In all my life I have met only one person who has seen a ghost. And the interesting thing about the story is that the person disbelieved in the immortal soul before she saw the ghost and still disbelieves after seeing it. She says that what she saw must have been an illusion or a trick of the nerves. . . . For this reason, the question whether miracles occur can never be answered simply by experience. . . . If anything extraordinary seems to have happened, we can always say that we have been the victim of an illusion. If we hold a philosophy which excludes the supernatural, this is what we shall always say. What we learn from experience depends on the kind of philosophy we bring to experience. It is therefore useless to appeal to experience before we have settled, as well as we can, the philosophical question. (Lewis, Miracles, 7)

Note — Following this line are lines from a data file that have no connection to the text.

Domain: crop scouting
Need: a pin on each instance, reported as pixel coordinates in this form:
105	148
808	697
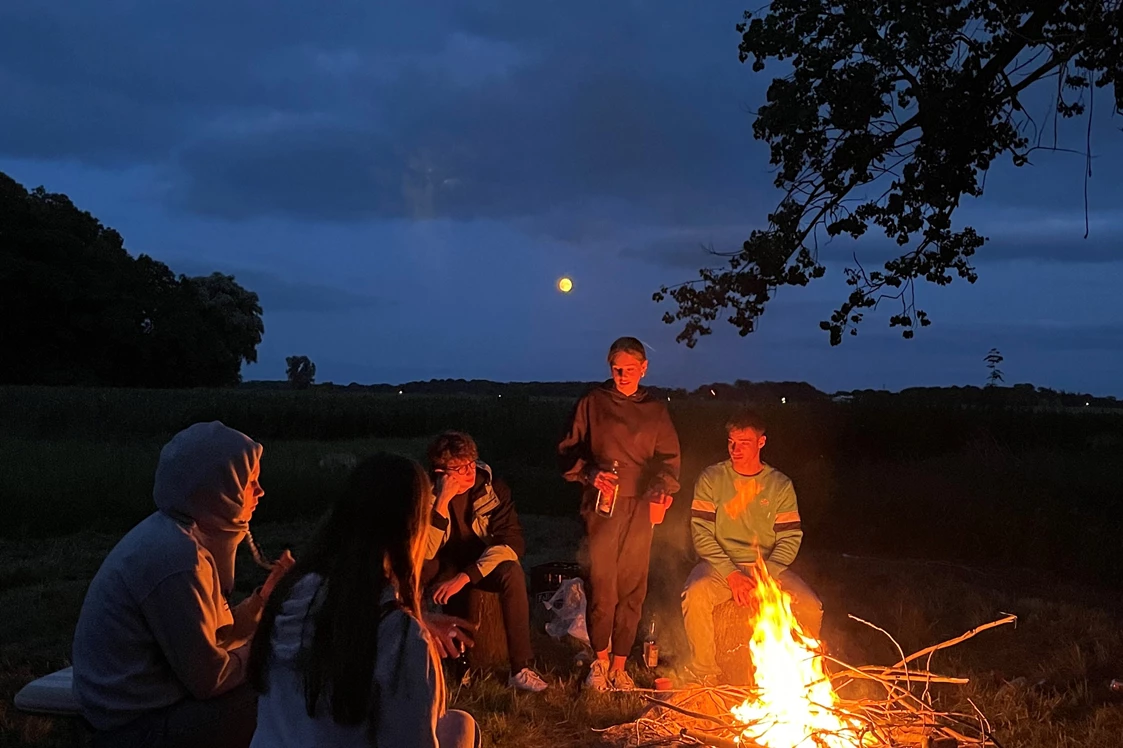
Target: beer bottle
606	501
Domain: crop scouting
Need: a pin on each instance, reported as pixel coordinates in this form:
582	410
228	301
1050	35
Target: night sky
404	183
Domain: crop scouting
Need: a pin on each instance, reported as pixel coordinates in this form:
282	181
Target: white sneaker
620	681
597	678
527	680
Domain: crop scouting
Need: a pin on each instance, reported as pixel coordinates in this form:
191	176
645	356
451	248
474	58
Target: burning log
794	699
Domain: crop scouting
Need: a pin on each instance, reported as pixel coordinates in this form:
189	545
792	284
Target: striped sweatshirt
735	518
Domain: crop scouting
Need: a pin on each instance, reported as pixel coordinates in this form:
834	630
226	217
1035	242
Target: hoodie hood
201	482
639	395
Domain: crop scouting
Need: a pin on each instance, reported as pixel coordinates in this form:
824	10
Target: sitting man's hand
604	481
280	568
446	590
449	634
743	587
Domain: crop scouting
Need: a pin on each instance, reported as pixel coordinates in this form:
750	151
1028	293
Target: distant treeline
1019	395
78	309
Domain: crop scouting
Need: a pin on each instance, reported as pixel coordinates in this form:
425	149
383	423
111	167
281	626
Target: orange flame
794	703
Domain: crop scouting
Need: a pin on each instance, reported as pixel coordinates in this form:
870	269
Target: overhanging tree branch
834	124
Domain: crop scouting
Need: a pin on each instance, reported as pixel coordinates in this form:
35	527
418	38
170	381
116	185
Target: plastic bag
568	608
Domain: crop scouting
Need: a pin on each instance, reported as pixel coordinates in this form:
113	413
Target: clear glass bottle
650	648
606	502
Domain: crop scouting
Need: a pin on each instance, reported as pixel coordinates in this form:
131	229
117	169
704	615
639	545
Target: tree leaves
892	113
78	309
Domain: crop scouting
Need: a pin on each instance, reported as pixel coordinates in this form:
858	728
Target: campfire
793	701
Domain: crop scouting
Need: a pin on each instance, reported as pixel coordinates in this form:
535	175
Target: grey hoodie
155	627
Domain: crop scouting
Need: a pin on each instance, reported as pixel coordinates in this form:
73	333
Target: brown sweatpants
619	552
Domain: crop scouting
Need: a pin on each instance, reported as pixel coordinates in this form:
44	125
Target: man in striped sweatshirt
742	510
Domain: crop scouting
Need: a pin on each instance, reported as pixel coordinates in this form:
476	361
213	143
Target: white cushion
52	694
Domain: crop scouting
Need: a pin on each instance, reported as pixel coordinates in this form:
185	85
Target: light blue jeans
705	589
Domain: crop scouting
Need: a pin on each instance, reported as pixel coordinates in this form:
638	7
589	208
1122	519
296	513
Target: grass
1043	684
983	510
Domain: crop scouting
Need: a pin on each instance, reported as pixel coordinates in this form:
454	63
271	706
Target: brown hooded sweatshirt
635	430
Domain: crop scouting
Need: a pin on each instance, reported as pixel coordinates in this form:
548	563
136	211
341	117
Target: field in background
925	521
1034	490
1043	684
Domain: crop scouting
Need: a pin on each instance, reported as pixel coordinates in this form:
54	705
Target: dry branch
903	718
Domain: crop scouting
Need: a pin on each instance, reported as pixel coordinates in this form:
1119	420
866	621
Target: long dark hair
374	530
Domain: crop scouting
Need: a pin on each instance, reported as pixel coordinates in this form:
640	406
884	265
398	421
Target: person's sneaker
527	680
620	681
597	678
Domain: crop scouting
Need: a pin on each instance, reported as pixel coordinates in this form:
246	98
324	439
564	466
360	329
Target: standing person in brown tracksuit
618	421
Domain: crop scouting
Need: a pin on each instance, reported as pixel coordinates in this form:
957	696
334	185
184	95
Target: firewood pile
901	715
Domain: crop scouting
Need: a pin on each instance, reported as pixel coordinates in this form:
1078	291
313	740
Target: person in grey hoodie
341	657
160	656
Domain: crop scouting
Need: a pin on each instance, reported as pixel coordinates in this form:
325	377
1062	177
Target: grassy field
924	521
1043	684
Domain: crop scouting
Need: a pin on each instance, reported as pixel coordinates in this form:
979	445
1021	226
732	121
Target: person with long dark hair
341	657
620	423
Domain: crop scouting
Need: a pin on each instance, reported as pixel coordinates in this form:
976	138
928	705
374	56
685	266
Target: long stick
720	742
697	715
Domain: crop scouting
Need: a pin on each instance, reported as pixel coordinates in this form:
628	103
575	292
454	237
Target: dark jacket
635	430
494	522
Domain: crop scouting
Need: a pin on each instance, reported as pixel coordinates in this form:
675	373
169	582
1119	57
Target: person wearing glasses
475	541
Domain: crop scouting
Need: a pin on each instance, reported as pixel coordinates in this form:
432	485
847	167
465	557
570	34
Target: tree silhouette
76	308
300	371
921	97
993	358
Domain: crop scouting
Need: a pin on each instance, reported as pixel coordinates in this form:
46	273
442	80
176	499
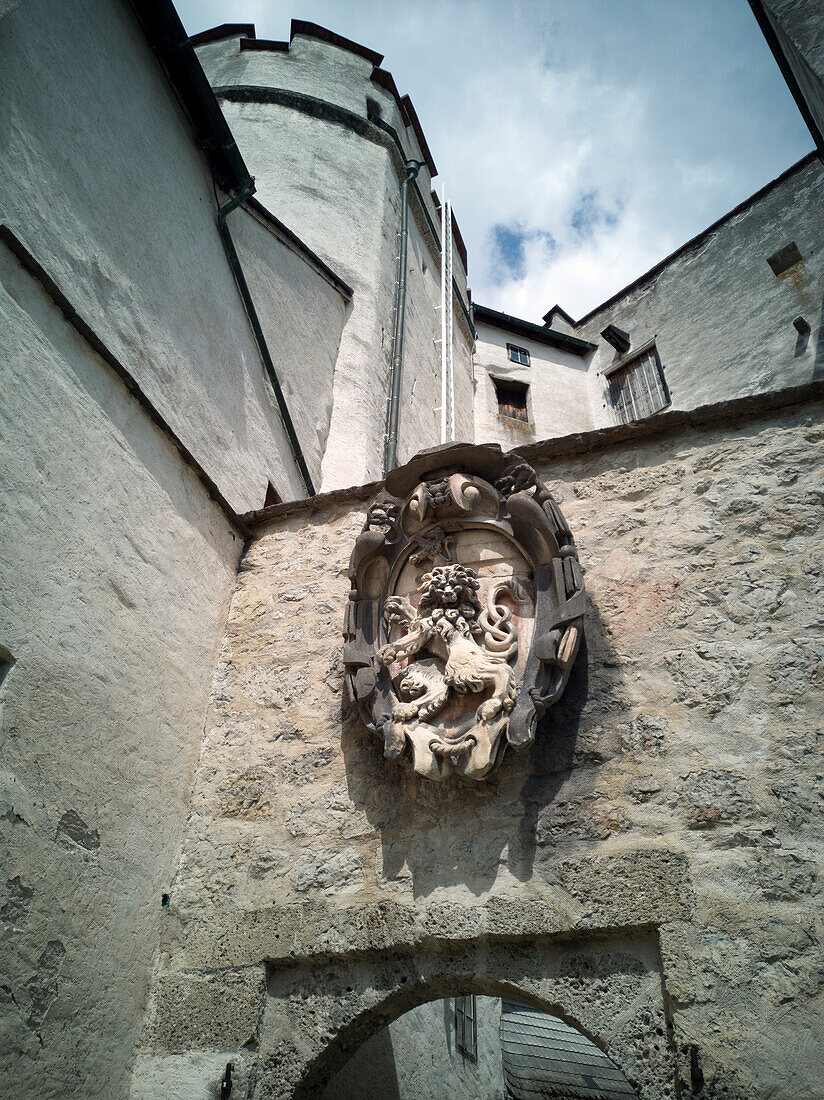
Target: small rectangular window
272	496
512	398
467	1026
638	388
518	354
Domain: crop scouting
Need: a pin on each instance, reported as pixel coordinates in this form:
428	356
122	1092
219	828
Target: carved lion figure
474	644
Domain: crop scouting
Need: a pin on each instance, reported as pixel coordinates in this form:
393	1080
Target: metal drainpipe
240	278
393	414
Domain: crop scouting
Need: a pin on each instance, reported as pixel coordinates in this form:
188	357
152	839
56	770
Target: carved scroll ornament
465	612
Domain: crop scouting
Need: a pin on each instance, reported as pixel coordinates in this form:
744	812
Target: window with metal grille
467	1026
638	388
518	354
512	399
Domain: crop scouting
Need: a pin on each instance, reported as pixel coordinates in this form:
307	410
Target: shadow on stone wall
451	834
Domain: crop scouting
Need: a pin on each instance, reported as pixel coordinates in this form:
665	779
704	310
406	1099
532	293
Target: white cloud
666	114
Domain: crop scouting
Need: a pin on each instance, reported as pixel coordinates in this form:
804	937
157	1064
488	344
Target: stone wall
416	1056
103	183
116	573
649	870
300	118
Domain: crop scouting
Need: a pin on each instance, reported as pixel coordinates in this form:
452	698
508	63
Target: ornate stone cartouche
465	612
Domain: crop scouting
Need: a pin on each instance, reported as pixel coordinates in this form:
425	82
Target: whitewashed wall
116	570
558	400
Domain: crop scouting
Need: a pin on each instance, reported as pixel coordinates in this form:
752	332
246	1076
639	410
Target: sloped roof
544	1057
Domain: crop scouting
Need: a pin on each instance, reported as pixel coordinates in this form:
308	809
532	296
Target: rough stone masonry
649	868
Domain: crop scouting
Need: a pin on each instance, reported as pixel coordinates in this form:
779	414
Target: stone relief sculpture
465	612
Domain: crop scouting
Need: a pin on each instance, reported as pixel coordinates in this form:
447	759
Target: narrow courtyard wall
301	116
648	871
721	320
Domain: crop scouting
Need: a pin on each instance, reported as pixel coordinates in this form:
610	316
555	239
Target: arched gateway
608	988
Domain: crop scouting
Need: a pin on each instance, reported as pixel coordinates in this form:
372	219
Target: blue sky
580	141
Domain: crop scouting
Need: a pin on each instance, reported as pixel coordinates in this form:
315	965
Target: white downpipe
447	375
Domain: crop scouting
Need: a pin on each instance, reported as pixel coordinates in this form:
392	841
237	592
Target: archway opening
479	1047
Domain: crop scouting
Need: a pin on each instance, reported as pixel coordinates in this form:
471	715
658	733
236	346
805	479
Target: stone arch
608	988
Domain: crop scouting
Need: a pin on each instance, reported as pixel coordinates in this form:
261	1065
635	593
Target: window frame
519	351
467	1025
637	400
514	386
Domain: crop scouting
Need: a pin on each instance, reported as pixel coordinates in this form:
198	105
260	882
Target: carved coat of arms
465	612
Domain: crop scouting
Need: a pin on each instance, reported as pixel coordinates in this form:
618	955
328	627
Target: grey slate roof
544	1057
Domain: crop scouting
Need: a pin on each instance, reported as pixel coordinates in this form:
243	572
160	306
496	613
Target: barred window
512	399
467	1026
638	388
518	354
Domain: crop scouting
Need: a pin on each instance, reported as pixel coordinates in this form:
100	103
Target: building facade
211	872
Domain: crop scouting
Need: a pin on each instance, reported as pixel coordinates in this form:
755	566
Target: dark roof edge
738	408
773	42
315	31
808	158
539	332
176	55
266	215
410	118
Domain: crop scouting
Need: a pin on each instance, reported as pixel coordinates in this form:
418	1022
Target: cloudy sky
580	140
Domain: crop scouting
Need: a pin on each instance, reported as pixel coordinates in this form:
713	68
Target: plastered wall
558	402
116	574
102	182
649	869
300	120
721	319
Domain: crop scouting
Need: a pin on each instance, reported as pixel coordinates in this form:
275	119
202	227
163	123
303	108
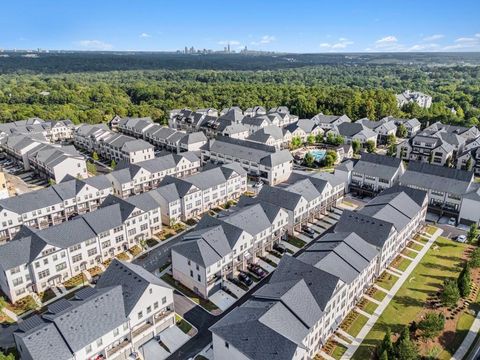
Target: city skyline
301	27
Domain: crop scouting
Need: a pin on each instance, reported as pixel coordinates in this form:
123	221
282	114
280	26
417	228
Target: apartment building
445	186
219	247
374	173
327	122
189	197
268	163
53	205
305	300
111	145
36	260
132	179
128	307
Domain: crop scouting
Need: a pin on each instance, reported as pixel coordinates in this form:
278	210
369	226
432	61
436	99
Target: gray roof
440	178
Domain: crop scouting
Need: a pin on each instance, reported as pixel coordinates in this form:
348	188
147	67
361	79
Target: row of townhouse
213	123
438	144
132	179
268	163
52	130
189	197
111	145
128	308
36	260
53	205
47	160
220	247
371	174
305	300
73	196
451	192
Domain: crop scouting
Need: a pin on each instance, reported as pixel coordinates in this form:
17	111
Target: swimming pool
318	154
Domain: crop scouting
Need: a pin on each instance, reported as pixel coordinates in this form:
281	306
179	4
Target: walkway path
390	294
469	339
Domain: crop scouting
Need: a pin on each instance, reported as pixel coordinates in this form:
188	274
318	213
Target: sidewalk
390	294
469	340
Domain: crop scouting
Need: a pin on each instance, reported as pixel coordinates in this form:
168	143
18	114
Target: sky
302	26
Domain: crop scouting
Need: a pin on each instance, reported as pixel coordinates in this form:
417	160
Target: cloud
265	39
387	40
231	42
433	37
94	45
342	43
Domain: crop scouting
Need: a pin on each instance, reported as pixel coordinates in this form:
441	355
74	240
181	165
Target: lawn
187	292
296	241
386	280
440	261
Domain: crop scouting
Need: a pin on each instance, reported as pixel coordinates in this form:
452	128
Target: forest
361	88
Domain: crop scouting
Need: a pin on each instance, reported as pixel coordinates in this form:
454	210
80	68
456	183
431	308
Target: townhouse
128	307
304	128
266	162
53	205
383	128
445	186
132	179
327	122
374	173
305	300
36	260
186	198
220	247
111	145
354	132
425	148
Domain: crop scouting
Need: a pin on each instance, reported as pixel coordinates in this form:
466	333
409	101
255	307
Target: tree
450	294
296	142
402	131
464	281
386	346
310	139
431	325
356	146
309	160
370	146
405	348
475	258
330	158
469	164
472	234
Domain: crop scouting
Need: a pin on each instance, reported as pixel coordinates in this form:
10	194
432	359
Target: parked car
257	270
279	248
244	278
309	232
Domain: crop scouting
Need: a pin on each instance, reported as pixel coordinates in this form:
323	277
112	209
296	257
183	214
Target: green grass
338	351
296	241
387	281
403	264
182	324
186	291
441	261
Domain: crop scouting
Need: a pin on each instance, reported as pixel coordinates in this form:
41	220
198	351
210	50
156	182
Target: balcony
118	348
141	329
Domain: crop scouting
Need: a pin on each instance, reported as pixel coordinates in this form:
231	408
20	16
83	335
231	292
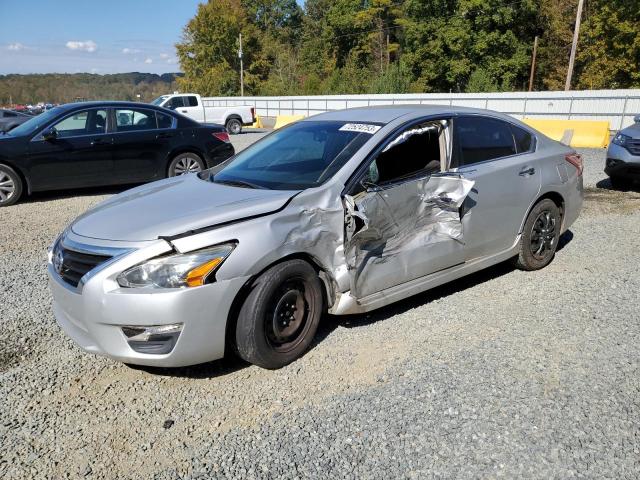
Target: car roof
389	113
105	103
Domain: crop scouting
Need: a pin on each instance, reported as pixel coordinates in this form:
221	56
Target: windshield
33	124
301	156
159	100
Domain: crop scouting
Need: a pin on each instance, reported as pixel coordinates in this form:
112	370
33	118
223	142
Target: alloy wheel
187	165
7	187
543	235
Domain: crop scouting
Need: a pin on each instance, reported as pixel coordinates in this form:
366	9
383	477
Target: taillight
575	159
222	136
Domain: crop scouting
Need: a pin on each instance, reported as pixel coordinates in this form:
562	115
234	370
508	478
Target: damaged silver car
343	212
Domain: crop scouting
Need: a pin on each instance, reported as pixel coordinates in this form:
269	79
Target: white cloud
86	46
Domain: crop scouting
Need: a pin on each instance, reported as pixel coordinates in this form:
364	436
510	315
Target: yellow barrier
257	123
582	133
282	120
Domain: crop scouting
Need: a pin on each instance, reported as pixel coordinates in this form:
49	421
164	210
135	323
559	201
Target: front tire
234	126
279	318
540	236
185	163
10	186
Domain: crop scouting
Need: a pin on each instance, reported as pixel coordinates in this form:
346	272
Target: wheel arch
23	177
328	295
552	195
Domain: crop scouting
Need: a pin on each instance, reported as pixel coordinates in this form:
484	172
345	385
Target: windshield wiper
235	183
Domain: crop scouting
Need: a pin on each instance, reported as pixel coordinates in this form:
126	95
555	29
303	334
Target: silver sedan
343	212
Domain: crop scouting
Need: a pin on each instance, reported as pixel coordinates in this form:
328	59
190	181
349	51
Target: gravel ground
502	374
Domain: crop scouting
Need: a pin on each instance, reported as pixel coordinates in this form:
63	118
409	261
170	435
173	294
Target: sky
108	36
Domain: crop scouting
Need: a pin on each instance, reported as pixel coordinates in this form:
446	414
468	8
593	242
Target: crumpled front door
403	232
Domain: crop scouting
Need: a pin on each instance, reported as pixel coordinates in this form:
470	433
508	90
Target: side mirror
50	135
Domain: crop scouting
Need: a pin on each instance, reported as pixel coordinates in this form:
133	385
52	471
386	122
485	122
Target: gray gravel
502	374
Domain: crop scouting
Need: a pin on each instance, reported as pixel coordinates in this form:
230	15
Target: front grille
72	265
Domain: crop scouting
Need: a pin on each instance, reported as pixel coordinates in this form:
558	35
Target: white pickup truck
191	105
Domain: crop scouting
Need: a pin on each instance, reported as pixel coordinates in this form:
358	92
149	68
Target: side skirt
346	304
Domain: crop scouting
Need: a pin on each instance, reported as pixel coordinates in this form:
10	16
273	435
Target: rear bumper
94	316
219	154
621	163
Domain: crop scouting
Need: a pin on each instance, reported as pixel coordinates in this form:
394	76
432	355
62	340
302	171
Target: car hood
175	206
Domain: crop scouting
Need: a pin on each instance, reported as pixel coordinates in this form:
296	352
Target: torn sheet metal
419	130
408	231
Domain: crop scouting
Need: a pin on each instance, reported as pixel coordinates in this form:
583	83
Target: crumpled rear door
397	234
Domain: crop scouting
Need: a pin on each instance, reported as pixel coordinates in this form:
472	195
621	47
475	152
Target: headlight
177	271
621	139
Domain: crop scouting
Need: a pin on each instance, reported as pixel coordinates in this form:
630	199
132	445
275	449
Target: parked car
104	143
343	212
10	119
191	105
623	156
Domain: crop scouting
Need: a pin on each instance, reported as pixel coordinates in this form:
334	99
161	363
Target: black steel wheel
280	316
540	236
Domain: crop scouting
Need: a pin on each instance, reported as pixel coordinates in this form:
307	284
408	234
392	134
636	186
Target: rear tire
185	163
234	126
540	236
280	316
10	186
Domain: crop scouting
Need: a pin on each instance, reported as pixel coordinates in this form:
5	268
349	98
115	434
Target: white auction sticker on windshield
360	127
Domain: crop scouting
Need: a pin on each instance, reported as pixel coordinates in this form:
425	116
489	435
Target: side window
175	102
523	139
164	121
87	122
131	120
480	139
415	151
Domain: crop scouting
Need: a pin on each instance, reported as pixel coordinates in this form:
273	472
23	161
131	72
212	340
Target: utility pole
533	63
241	69
574	46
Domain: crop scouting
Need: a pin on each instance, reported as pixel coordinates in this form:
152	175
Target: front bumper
93	315
621	163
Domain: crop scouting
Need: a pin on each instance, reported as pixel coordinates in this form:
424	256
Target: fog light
155	340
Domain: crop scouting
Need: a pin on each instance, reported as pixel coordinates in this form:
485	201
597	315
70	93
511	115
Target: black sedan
105	143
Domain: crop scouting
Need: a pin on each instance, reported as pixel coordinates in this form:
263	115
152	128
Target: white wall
616	106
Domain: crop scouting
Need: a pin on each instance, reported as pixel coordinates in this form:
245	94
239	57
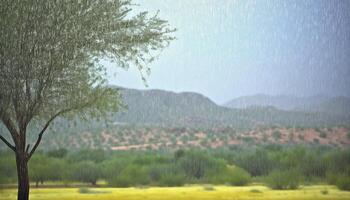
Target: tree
50	53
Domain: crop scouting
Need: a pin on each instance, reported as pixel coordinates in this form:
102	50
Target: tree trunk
23	178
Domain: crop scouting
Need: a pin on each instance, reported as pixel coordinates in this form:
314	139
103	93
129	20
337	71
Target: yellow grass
183	193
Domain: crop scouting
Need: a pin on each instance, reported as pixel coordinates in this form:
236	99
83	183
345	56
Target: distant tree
50	53
59	153
87	172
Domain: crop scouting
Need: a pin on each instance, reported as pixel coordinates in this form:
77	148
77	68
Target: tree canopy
51	52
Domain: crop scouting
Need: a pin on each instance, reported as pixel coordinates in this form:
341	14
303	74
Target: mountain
163	108
163	115
283	102
316	104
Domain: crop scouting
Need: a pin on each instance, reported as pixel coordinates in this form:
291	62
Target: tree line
273	165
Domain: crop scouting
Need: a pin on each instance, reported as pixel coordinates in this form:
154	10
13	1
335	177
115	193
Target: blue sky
227	48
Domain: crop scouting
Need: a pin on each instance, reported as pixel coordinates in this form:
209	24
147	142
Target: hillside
316	104
158	113
163	108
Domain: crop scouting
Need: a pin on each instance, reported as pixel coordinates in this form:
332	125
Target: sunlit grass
183	193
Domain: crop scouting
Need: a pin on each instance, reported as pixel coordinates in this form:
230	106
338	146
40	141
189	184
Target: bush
343	183
172	180
132	175
84	190
232	176
87	172
282	180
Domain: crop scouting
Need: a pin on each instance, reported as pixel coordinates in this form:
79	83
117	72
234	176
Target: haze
225	49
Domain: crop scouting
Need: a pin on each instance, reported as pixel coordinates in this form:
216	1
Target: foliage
283	179
343	182
232	176
86	171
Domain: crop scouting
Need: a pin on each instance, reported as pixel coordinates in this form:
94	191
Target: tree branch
8	143
54	117
43	131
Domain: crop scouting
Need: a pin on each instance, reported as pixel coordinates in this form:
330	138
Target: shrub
323	134
132	175
255	191
280	180
84	190
276	135
208	188
197	164
343	183
172	180
232	176
324	192
87	172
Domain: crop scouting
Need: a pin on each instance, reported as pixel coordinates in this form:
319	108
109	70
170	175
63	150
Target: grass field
183	193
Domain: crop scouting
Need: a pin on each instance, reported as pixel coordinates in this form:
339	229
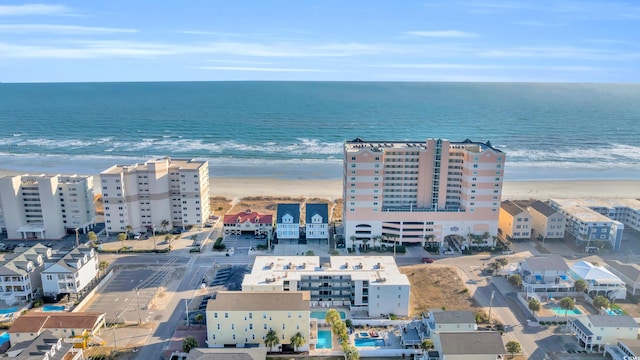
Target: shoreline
237	187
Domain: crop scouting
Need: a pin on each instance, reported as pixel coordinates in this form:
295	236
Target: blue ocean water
296	129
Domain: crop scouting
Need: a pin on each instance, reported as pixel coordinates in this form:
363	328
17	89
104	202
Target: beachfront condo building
421	191
46	206
369	285
158	194
240	319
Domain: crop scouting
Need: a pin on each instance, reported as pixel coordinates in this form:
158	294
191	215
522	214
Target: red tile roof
249	216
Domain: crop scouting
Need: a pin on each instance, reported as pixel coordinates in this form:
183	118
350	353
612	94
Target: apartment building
71	273
46	206
547	222
418	191
514	222
243	319
370	284
317	221
588	225
20	275
162	190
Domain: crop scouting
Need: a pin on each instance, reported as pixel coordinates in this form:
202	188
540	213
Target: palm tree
92	237
271	339
580	285
122	237
297	340
189	343
534	306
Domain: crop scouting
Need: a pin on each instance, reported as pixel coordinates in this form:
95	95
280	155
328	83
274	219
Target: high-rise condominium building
421	191
46	206
160	194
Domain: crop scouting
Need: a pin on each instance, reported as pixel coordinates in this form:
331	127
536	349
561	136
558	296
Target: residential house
600	281
62	324
545	274
592	330
629	273
470	345
547	222
243	319
625	349
417	191
248	221
46	206
288	221
514	222
20	275
45	346
72	273
371	284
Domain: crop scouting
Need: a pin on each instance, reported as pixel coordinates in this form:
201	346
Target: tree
515	280
271	339
600	302
580	285
534	305
122	237
567	304
426	344
189	343
513	347
92	237
297	340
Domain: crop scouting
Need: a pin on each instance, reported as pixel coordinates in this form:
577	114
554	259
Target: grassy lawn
434	286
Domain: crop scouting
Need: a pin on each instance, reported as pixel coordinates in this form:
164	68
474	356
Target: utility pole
490	306
138	306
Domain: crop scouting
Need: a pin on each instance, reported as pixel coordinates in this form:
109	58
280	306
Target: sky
320	40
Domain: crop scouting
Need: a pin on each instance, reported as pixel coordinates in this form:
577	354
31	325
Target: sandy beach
332	189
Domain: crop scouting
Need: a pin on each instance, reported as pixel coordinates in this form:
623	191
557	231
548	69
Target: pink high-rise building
421	191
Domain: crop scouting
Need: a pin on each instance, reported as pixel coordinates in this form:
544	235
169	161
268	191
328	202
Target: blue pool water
369	342
4	338
323	314
53	308
560	311
324	339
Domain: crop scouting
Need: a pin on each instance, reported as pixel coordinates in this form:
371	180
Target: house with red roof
248	222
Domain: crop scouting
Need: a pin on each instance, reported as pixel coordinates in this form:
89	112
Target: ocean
295	130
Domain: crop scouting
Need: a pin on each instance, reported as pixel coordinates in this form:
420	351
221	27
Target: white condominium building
421	191
371	284
155	193
46	206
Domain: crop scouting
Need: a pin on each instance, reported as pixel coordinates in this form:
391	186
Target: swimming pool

Serious thinkers are always invited to reflect on the expectations they bring to an experience or concept or conversation or project—or to the reading of a text. We usually begin to discover these presuppositions when something seems not to fit in the way that we expect. If the topic involves questions of whether an eternal, personal God cares about the world and the individual—and in fact intervenes within the world or an individual life—all the more so.

1. These millions of reports do not undermine our claim that miracles are relatively rare occurrences. For all the millions of reports, these events remain exceptions to everyday experience, far outweighed by the uncounted trillions upon trillions of instances when everything proceeds according to the normal laws of nature.

2. For further discussion on how presuppositions affect the position a person takes about knowledge, see these other chapters in this book: “The Nature of Truth,” “The Knowability of Truth,” “Answering Postmodernism,” “Answering Skepticism,” and “Is History Knowable?”